Hi folks, first time poster here.
I’m a first time 2d20 GM, though I’ve been running games in various RPGs for over 30 years. I have the Agents of Dune pdf, and while I’m not running that campaign I’m cannibalising it for my group’s own story. We’ve just started and I’m using the training missions to introduce my players (and myself!) to the system, along with skirmish and duelling training missions as well.
I’m planning to use the negotiation event with Sabrya Zavr after they’ve completed all their training. However, I noticed the rules say that when attacking with an asset in another character’s zone, the subject of the attack wins a tied result.
As far as I’m aware, the general rule is that in a contest, which an attack always is, the subject of the attack rolls first and uses their successes to set the difficulty for the acting/attacking character.
Is this a deliberate exception? I feel like my players will be used to the defender setting the difficulty in contests by the time I run this scene, and changing it will only cause necessary confusion. Just wondering what others have done in this situation - and what the rationale might be for this apparent exception.
I’ve gone through it and it does look oddly written.
The idea is that you manoeuvre the asset into the opponents zone and then attack them with it.
So the owner of the zone will always be the defender and thus in normal rules you are correct that they set the difficulty.

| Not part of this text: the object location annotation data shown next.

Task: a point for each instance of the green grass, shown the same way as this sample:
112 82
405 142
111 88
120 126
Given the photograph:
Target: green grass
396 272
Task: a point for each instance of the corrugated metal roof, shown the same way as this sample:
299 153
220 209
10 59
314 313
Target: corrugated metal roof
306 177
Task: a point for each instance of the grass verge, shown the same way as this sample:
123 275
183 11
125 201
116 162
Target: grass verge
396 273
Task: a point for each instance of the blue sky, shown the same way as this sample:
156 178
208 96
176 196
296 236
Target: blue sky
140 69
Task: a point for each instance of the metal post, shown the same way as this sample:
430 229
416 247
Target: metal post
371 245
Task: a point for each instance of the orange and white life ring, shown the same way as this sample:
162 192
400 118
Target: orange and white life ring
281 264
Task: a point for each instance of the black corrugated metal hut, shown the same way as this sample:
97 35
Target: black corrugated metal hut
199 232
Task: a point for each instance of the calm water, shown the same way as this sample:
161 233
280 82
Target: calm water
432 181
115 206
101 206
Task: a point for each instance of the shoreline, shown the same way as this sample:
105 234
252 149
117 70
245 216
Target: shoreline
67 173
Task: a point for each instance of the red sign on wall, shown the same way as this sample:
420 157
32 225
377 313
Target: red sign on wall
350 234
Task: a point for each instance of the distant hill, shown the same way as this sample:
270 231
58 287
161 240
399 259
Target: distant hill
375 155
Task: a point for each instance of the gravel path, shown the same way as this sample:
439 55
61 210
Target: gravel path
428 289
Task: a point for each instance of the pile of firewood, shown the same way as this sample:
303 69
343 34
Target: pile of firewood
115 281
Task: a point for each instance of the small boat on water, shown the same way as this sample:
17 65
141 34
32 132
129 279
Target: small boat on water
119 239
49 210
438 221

Why in this case it is reversed I don’t know. The only reason I can think of is that they never actually call this a contest. So it is both sides attempting to use an asset rather than have a direct contest.
Which doesn’t make sense to me either.
I would just use the normal rules for contests and say that the defenders roll is the target difficulty.
Its been a long, long time since we wrote that so I’m not entirely sure.
You are correct that generally the defender sets the difficulty, and as such a test that meets that difficulty (a tie) results in the favor of the attacker.
But, letting the defender win the ties effectively puts all Difficulties one step higher, so a bad roll from the PCs when they defend helps them out, even if it means they take longer to win.
For Agents we set things in terms of wins and ties to make it simpler as a system. But you can play it as per the corebook without any issues.
Thanks for the responses gents, much appreciated!